Relative velocities, and positions

[d=vt+1/2at^2]

Homework Statement

-Ship A is located 4 km north and 2.5 km east of ship B
-ship A has a velocity of 22km/h south
-ship B has a velocity of 40km/h in a direction 37 degrees north of east

a) Find the velocity of A relative to B in unit vector notation, with i towards the east
b) Write an expression in terms of i and j for the position of A relative to B as a function of t, where t = 0 when the ships are in the positions described above
c)at what time is the separation between the ships least?
d) What is that least separation?

Homework Equations

The Attempt at a Solution

I believe the answer to part a, is V(A) = -22j

I have absolutely no idea how to do b, c, or d

Please do not solve the question for me, but if someone could point me in the right direction, it would be GREATLy appreciated!

 

[latrocinia]

a) you have to divide to vectors in different components, so for example the vector that describes the motion of A = (0i, -22j). You should do the same for B.

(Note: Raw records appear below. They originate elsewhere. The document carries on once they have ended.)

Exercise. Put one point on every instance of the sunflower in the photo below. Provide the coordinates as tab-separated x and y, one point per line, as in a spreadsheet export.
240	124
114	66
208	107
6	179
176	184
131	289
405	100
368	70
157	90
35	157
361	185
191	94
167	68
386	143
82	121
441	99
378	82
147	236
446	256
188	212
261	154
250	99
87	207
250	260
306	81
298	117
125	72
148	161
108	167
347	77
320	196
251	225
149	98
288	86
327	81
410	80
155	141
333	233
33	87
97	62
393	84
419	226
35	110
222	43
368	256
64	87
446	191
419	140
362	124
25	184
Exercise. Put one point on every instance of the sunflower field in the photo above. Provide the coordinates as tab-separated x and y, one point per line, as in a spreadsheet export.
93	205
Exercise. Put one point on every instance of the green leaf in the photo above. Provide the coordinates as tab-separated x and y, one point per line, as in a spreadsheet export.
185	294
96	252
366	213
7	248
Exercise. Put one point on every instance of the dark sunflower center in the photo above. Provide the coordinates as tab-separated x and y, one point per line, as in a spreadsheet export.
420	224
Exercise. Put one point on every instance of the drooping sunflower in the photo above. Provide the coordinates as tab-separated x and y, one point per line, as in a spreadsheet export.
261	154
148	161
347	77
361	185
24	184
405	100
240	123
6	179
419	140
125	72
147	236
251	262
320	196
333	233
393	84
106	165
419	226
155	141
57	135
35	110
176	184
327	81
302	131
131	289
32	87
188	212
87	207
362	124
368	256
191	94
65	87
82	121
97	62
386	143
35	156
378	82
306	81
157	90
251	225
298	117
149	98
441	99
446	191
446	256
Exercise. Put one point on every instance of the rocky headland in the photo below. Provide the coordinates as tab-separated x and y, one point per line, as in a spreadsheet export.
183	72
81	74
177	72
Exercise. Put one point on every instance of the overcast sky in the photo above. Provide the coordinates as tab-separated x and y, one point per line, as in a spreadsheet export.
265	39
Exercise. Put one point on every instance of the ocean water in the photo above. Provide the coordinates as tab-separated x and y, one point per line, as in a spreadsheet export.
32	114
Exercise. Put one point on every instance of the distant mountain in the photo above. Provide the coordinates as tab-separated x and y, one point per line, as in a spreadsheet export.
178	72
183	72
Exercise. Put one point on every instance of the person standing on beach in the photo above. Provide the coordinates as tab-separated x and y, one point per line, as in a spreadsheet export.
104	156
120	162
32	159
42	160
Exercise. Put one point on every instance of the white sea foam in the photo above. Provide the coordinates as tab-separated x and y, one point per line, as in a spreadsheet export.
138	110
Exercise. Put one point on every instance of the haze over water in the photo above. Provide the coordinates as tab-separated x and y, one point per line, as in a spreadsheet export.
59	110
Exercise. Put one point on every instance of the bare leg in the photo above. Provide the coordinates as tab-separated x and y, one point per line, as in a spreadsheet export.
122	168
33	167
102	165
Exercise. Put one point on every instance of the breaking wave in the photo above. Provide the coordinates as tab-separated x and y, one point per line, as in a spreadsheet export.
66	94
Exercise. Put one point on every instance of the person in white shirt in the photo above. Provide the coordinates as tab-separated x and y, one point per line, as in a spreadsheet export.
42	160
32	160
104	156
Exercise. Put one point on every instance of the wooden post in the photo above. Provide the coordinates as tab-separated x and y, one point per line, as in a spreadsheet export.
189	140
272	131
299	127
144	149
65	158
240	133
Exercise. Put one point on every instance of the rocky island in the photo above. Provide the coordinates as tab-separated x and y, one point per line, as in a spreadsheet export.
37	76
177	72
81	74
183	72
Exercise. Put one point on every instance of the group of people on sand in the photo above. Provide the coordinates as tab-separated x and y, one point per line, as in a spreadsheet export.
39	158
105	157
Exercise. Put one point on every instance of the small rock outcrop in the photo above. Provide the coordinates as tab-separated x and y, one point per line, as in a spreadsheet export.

b) if you have the relative velocity we can assume that one of the ships doesn't move (which is the definition of 'relative motion'). so you begin with the initial distance between the ships and you this is becoming less by the second with the relative velocity.

 

[d=vt+1/2at^2]

Ok, I got a and b, and now I am stuck on C. How do I find the time when the separation of the ships is the least?

 

[latrocinia]

i don't know which formula you have fabricated at b. but if b is correct you can do two things to solve c.

1) you can plot it with on the y-axis the distance between the ships (delta x) and on the x-axis the time. this way you can see at what time the minimum occurs.

2) you can differentiate the function you found at b ( dx/dt). for the minimum let this equal to 0. since then you have a maximum or minimum found in your function. but i don't know if you are advanced enough to know this technique.

 

[d=vt+1/2at^2]

My formula for B is correct, i tested it out on graph paper.

I got: -40cos37it - 46.1jt + 2.5i + 4j

To summarize, after one hour (since the velocities are in km/h), relative to ship B, ship A is (-40cos37+2.5) units West of ship B, and (-46.1+4) units south of ship B.